Ryan Scharnott, 30, who has battled epileptic seizures since childhood, said he has earned enough at MDI to go on golf outings and vacation cruises to Alaska and Hawaii. It bothers him that some of his friends with disabilities lack the same opportunities. One of his housemates, he said, brings home paychecks from a workshop of less than $1 an hour. “A lot of us here feel like we’ve finally made it, but we feel bad for those who haven’t,” Scharnott said.
Postal Service contract
Until the Cohasset plant opened, most of these workers toiled in the basement of an old potato barn in nearby Deer River that was turned into a small recycling facility. Huddled in the drafty building, the workers were largely isolated from the mainstream workforce and had few opportunities for advancement, they said. “It was cold, cold cold!” said Breanna Terwey, 23.
Their fortunes changed dramatically when the Deer River facility joined with MDI, a nonprofit that manufactures millions of plastic containers for the U.S. Postal Service and other large customers. Using its deep pockets, and a $1 million grant from the private Blandin Foundation, MDI acquired an empty warehouse in Cohasset and then moved all 74 employees from Deer River to the new facility. While MDI focuses on integrating people into its five plants, the nonprofit also helps workers find outside jobs in the community. Its Grand Rapids plant has a wall blanketed with dozens of job postings, all paying at least minimum wage. Even workers who receive job support services are referred to as “employees,” instead of clients, and make an average wage of $9.88 an hour plus benefits.
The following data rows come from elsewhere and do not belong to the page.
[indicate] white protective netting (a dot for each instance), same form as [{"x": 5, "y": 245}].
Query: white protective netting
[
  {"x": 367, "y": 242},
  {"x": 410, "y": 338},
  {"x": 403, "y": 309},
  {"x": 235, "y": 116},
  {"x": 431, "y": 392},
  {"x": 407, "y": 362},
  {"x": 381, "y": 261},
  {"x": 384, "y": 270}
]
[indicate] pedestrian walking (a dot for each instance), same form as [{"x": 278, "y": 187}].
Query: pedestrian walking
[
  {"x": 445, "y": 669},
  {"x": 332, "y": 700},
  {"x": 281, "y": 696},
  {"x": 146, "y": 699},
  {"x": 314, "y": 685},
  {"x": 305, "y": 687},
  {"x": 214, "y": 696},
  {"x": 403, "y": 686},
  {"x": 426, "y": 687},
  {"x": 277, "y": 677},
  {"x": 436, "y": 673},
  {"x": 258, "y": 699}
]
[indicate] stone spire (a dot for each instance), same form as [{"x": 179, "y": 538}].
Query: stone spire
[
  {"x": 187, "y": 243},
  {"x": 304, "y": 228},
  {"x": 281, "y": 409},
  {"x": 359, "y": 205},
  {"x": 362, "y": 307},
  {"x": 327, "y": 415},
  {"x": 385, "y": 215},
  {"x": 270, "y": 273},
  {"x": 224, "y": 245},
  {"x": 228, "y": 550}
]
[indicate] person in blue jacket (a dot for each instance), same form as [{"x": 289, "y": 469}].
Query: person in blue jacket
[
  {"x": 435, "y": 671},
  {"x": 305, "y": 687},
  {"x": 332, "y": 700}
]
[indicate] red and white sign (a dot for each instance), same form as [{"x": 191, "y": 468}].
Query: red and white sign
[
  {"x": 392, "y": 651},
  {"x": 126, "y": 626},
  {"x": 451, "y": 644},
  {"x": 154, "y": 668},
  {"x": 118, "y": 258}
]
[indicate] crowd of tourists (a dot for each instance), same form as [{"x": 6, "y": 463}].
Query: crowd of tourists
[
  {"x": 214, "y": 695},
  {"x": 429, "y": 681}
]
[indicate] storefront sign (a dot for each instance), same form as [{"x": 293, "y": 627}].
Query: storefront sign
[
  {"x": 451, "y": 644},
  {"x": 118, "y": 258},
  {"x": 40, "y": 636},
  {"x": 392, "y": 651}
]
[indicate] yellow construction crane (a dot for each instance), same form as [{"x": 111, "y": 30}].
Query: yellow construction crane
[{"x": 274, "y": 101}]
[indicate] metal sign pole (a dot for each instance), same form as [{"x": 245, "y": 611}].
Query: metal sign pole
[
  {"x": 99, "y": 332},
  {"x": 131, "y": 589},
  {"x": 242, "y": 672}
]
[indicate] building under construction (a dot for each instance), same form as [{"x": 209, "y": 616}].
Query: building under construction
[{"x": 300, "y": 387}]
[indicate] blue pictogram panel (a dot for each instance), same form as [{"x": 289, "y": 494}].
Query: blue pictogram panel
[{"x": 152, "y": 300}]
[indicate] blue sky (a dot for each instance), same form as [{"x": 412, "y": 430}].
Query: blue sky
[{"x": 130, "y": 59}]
About half of MDI’s 508 employees at its five plants have disabilities.
“We are as close to community employment without being community employment as you can get,” McDermott said. “This is real work, and not just make work.”
On a recent afternoon, Week looked upbeat as he sorted through a stack of files on his desk. He had just received a positive job review, which meant his pay likely would be bumped up above $13 an hour. Finally, Week mused, he might be able to go on a long vacation with his wife and five children, and fulfill his ambition to someday see the Pacific Ocean.
“I’ve spent my whole life here, surrounded by woods and lakes,” he said. “It’s nice, but we all want to experience something bigger.”